Das am 28. Februar 1924 im Theater an der Wien uraufgeführte Standardwerk der silbernen Operettenära wurde bislang in Linz neun Mal inszeniert, beginnend mit Dezember 1924. Das Handlungsgerüst bietet nicht sehr viel Raum für Zeitkritik, aber ist doch sehr in den Folgen des Zerfalls des Habsburgerreiches und Aufhebung der Adelsprivilegien verwurzelt. Das kann natürlich eine recht sentimentale Angelegenheit werden, aber kitschig wollten die Textautoren wohl nicht sein. Unterhaltung mit klassischen Theatertypen war das Ziel, und damit auch finanzielle Einträglichkeit. Jedenfalls: das Stück hält sich bis heute auf den Bühnen.
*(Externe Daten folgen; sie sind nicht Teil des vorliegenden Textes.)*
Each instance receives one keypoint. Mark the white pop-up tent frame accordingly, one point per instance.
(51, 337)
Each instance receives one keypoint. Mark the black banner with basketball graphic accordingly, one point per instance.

Der Lehár-Festival-Chef Thomas Enzinger ist verantwortlich für die neue Inszenierung; er bemüht sich nicht, gescheiter als die Autoren zu sein, und widmet sich stattdessen – erfolgreich – sorgfältiger Charakterzeichnung und Handlungstempo. Für die Showeffekte sorgen Evamaria Mayer mit teils atemberaubender Choreografie und vielfältigem Einsatz der acht Damen und Herren des Balletts, die geschickt mit Versatzstücken arbeitende, mit großer Tiefe angelegte Bühne von Bernd Franke und die mit Witz zwischen ländlichen wie städtischen Zwanzigerjahren und Revueglamour changierenden Kostüme von Götz Lanzelot Fischer. Am Bühnenhintergrund sorgen die Videos von Andreas Ivancsics für atmosphärische Verdichtung und manchen gag – am verblüffendsten die Ankunft des „Baron“ Zsupan, der auch sonst den einen oder anderen Trick auf Lager hat. Mitunter schafft letzteres Trio richtiggehend surrealistische Bilder – immerhin auch ein Stil, der in den 1920ern wurzelt. Besonders bei den vielen raschen Umzügen von Ballett, Chor und Statisterie sei auch lobend auf die Kostümassistenz (u. a. Elisabetta de Cave, Doris Hornsey) verwiesen!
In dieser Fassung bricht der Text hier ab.